Der Kirchheimer Kunstweg huldigt nicht nur der Ästhetik: Auf dem Alten Friedhof erinnert ein Mahnmal an die zivilen Opfer des NS-Regimes in Kirchheim. Sehr für diese Kunstwegstation engagiert hat sich die in Hepsisau lebende Künstlerin Monika Majer. Die Initiatorin des vielbeachteten Bildhauersymposiums „Begegnung“, das 2005 auf dem Kirchheimer Schlossplatz stattfand, ist der Teckstadt kulturell eng verbunden.
Als Steinbildhauerin genießt Majer großes Renommee: Auszeichnungen hat sie mit ihren organisch fließenden Arbeiten beim „Art Gemini Prize“ in Singapur und dem internationalen Skulpturenwettbewerb Barcelona errungen. Bezüglich des Mahnmals sieht sich Majer jedoch nicht als Künstlerin, die den Gedenkort im Sinne eines eigenen Werkes geschaffen hat. Sie spricht vielmehr von einer „sozialen Skulptur“, einem vielstimmigen Prozess, bei dem sie die Koordination innehatte.
Austausch und Diskussion prägten den vierjährigen Entstehungsprozess. Die anfänglich kleine, von der damaligen Oberbürgermeisterin Angelika Matt-Heidecker angeregte Runde erweiterte sich zur kommunikativen Plattform, an der verschiedene Personen und Institutionen andockten. „Schnell wurde klar, dass wir keine klassische Skulptur errichten wollen“, erinnert sich Majer. Die Vision war, einen Raum zu schaffen, der berührt und sensibilisiert: „Einen Raum, um Anteil zu nehmen und um wach zu bleiben für Menschlichkeit“, wie Majer es formuliert.
Dass das Mahnmal formal neue Wege beschreitet, ist dem kreativen Potenzial dieses Kirchheimer „think tanks“ geschuldet. So entstand die Idee, Repräsentanten der Opfergruppen in der Ich-Form zu Wort kommen zu lassen, aus einer Gesprächsrunde mit Jugendlichen im Mehrgenerationenhaus Linde.

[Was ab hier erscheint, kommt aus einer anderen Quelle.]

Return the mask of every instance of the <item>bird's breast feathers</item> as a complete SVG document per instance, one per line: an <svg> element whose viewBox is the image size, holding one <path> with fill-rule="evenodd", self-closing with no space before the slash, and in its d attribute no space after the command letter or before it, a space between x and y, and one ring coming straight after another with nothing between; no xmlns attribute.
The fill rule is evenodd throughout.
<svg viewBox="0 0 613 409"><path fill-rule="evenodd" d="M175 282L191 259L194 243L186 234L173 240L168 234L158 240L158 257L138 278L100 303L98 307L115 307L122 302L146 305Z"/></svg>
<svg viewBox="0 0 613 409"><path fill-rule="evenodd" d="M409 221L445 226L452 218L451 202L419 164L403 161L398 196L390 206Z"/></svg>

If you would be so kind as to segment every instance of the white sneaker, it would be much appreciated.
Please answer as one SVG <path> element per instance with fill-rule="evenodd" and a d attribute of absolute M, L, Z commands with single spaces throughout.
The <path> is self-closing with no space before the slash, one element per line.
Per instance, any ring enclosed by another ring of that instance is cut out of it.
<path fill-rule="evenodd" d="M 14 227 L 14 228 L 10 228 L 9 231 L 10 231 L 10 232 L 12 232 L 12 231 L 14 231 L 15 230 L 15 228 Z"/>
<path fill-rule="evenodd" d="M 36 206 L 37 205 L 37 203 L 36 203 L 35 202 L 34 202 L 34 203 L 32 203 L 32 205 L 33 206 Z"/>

Lokalhistoriker arbeiteten Einzelschicksale diverser Opfergruppen heraus: politisch Verfolgte, Angehörige der Sinti und Roma, Homosexuelle, Zwangsarbeiter und Menschen, die dem „Euthanasie“-Programm zum Opfer fielen.
Unter den weit über 10 000 Menschen, die in der „Landespflegeanstalt“ Grafeneck als psychisch Kranke oder Behinderte ermordet wurden, waren auch 19 Kirchheimer. Eine von der Stadt Kirchheim herausgegebene Publikation unterlegt die Zitate des Mahnmals mit historischen Fakten. So entstehen topografische Verweise. Eine Spurensuche beginnt: Wo genau in der Dettinger Straße war denn das Lager für Kriegsgefangene, in dem Elya Rytschkow und Wasily Kutscherow erschossen wurden? Die Erinnerung an die beiden russischen Zwangsarbeiter hält eine von der Stadt gestiftete Grabplatte unweit des NS-Mahnmals wach.
Mit dem Gedenken an die Opfer alliierter Luftangriffe rücken die Waisenkinder ins Bewusstsein, die kurz vor Kriegsende im Innenhof der Paulinenpflege umkamen. „Aber sie sind im Frieden“, ist auf ihrer Gedenktafel bei den Kindergräbern zu lesen. So stellt sich der mörderischen Systematik des NS-Regimes der wahllose Schrecken entfesselter Kriegsgewalt zur Seite. Das Mahnmal ist, wie Angelika Matt-Heidecker betont, aber nicht nur ein Ort der Trauer: „Es ist auch ein Symbol des Widerstands gegen Gleichgültigkeit, Unterdrückung und Gewalt.“ Und so soll es auch weiterhin wirksam sein.